LNG Exports: The Structural Driver
LNG export demand is the single largest source of incremental US gas demand. EIA projects full-year 2026 LNG gross exports at ~17 Bcf/d, surpassing the 2025 record of 15.1 Bcf/d. Three major facilities are driving growth: Plaquemines Phase 1 (fully ramped), Corpus Christi Stage 3 (7 midscale trains), and Golden Pass (start of operations in 2026).
US LNG feedgas averaged 17 Bcf/d in May 2026, 12.2% higher than the same period in 2025, despite ongoing maintenance at Freeport, Cameron, and Golden Pass. When Freeport runs at full capacity (~2 Bcf/d feedgas demand), incremental tightening of 1–2 Bcf/d is possible vs maintenance periods.
[FACT] EIA projects record LNG exports of 17 Bcf/d in 2026, up from 15.1 Bcf/d in 2025. [ESTIMATE] Each 1 Bcf/d of additional LNG demand adds ~$0.50/MMBtu to Henry Hub in tight conditions.

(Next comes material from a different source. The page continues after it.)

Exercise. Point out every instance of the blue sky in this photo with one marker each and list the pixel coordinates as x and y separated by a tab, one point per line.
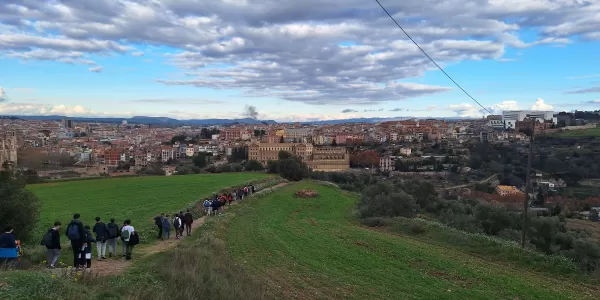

Supply and Storage: Adequate but Tightening
Lower-48 marketed gas production averaged 117.2 Bcf/d in Q1 2026 (+4% YoY), with EIA projecting 118.9 Bcf/d for full-year 2026. Higher oil prices support associated gas output. Storage exited the winter withdrawal season at ~1.9 Tcf (3% above the 5-year average), providing a comfortable buffer.
However, EIA expects storage to gradually move below the rolling 5-year average over the 2026–27 forecast horizon as LNG and power demand outpace production growth. This creates a tightening trajectory heading into winter 2026–27.
[FACT] Storage at 1.9 Tcf entering summer, 3% above average. [ESTIMATE] Storage to move below 5-year average by Q4 2026 as LNG demand outpaces production.
Price Scenarios
Base Case ($3.50–4.50/MMBtu): LNG exports near capacity. Power demand grows with data centers. Production increases offset demand growth. Storage remains adequate. Standard Chartered sees $3.80 Q3, $4.50 Q4. Probability: ~55%.
Bull Case ($4.50–5.50+/MMBtu): Cold winter draws storage below average. Production disappoints. Freeport runs at full capacity. Morgan Stanley targets $5+. Probability: ~25%.
Bear Case ($2.50–3.50/MMBtu): Mild weather, rapid production growth, or LNG export delays. Probability: ~20%.
Decision Matrix
| Action | Role | Timeline |
|---|---|---|
| Lock in winter 2026–27 gas supply before Q4 strip rises | Procurement | Q3 2026 |
| Evaluate fixed-price vs indexed gas contracts for H2 | Supply Chain | June 2026 |
| Model $3.50–4.50/MMBtu range with upside to $5+ | CFO | June 2026 |
| Monitor Freeport LNG operational status weekly | Market Intel | Weekly |
| Assess storage injection pace as tightening indicator | Market Intel | Weekly |
The gas market is gradually tightening but not yet critically tight. Buyers should lock in winter 2026–27 supply in Q3 before the typical seasonal premium develops. LNG export growth is structural and irreversible in the near term — each new train coming online adds ~0.6 Bcf/d of firm demand. The risk of a supply-driven price spike is real heading into winter; fixed-price contracts for winter months offer protection against the Standard Chartered $4.50 Q4 scenario.